“Encounter” seeks to reveal the deeper layers of personal stories and self-inquiries. The artworks, both presented as an artistic craftsmanship and a means of self-expression, call for the spectators to observe and actively engage in the exploration of the self that are concealed beneath the oftentimes-disguised façade.
Encounter, presented by The Dogma Prize, is a group showcase of fourteen artists applying various media to self-portraiture: from paintings, sculptures, installations to moving images and animation. In order for the artists to uncover, understand and give insights to their personal identity and inner world, Encounter attempts to set a stage where the artists, as individual subjects, observe personal and deep-rooted inner objects through the means of reflection, bringing forth a multitude of duality and unavoidable paradoxes between internal and external realities. The artworks show tensions between growth and destruction, as in the case of Nghia Dang’s installation, exposure and hiding in Dang Viet Linh’s painting, societal discipline and freedom in Tran Quoc Giang’s found objects, or rationality and emotions in Pham Hong’s soft sculpture.
Encounter also encourages reactions through the meeting between the artist and the reality of which he has to cope with, a condition that enables Giang Nguyen’s interdisciplinary artwork to open up and pose questions to the external world, the advance of technology into our future in particular. Through the work, collective visions can be seen yet personal voices can still be heard.
In Truong Minh Quy’s short documentary, he searches for his own identity amidst an extended, larger realm of collective memories, which crosses borders geographically and psychologically. Phan Hoai Nhi and Pham Nguyen Anh Tu use animation and video art to unravel inner thoughts, emotions and experiences of millennial city dwellers in the rat race of urbanization and the omnipresent information age.
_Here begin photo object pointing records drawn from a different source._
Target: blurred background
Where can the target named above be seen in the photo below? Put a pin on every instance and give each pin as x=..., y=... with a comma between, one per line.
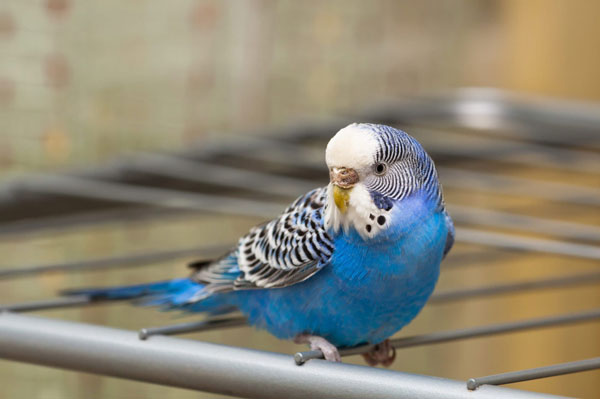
x=84, y=83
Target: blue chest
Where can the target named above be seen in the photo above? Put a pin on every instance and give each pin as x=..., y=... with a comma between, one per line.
x=370, y=289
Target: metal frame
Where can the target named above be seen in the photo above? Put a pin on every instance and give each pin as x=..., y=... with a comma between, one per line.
x=480, y=110
x=215, y=368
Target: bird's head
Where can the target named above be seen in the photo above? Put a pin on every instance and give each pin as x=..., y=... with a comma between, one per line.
x=372, y=168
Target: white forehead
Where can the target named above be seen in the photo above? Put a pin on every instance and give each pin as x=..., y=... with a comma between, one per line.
x=355, y=146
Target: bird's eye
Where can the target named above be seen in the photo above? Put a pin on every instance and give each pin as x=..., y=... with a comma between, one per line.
x=380, y=169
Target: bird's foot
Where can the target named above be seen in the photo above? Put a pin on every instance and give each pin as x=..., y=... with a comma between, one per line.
x=330, y=352
x=383, y=353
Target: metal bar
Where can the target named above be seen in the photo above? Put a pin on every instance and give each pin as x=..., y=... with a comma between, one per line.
x=465, y=333
x=64, y=302
x=214, y=368
x=506, y=150
x=534, y=374
x=515, y=242
x=300, y=157
x=115, y=261
x=498, y=289
x=500, y=219
x=206, y=172
x=176, y=199
x=197, y=326
x=473, y=236
x=213, y=203
x=439, y=297
x=519, y=186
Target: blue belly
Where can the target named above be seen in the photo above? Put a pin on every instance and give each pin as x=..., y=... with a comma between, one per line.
x=369, y=291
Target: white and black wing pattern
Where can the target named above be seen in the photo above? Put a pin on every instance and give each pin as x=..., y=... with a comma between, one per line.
x=282, y=252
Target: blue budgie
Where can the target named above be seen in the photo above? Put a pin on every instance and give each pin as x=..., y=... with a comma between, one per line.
x=345, y=264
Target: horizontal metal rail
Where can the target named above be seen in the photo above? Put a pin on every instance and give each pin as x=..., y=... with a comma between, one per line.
x=215, y=368
x=64, y=302
x=214, y=203
x=196, y=326
x=437, y=297
x=536, y=373
x=464, y=333
x=137, y=259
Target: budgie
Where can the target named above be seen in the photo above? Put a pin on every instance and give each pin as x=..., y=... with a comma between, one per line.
x=345, y=264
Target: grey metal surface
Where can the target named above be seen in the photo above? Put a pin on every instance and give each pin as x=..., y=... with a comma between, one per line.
x=539, y=372
x=215, y=368
x=464, y=333
x=182, y=328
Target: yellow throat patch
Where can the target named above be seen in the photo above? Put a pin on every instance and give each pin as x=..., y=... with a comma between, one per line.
x=341, y=197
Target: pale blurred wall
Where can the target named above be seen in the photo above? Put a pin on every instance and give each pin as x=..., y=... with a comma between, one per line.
x=81, y=82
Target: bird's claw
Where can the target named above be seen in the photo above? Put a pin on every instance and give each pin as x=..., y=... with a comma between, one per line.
x=329, y=351
x=383, y=353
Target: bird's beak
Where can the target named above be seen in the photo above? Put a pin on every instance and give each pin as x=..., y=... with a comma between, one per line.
x=343, y=179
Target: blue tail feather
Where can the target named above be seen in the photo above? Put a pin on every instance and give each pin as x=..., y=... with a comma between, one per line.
x=169, y=294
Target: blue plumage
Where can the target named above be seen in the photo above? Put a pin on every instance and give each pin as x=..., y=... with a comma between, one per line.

When confronted with their own realities, painters Nguyen Van Bay, Nguyen Minh Chau, Nguyen Tan Phat and Vu Ngoc Vinh choose an existential angle – that is individualism versus conformity and the daily struggle of being an artist and being a part of an immediate family, of a societal rigor, or mortal survival amidst the turning of nature’s course.
Looking at the self from the metaphysical perspective, Vu Quang materialized the philosophical abstraction into a sculpture that poses as both a result of craftsmanship and conceptuality.
It is worthy to notice a spectrum in the choices of medium, tone, form and technique among all the artists. Ultimately, this is a process in which Encounter invites the artists to merge and unify the different parts, leading to an intergenerational pondering on the revelation of the self. In recognizing an effort from younger artists to move away from the traditional application of self-portraiture vis-à-vis painting, one should also consider the fact that artistic expression on canvas is indeed still a prevalent practice in the country. Hence, the resulting showcase aspires to offer a view on a current landscape in which Vietnamese artists from all walks of life celebrate the spirit of creating self-portraiture.
At the other end of the gaze, spectators are encouraged to pose as equal in a capability of inventing their own translations. Free and unattached to any biased or privileged artistic medium, it would invite all to appropriate works for themselves and make use of these in ways that their artists might never have imagined…in this Encounter.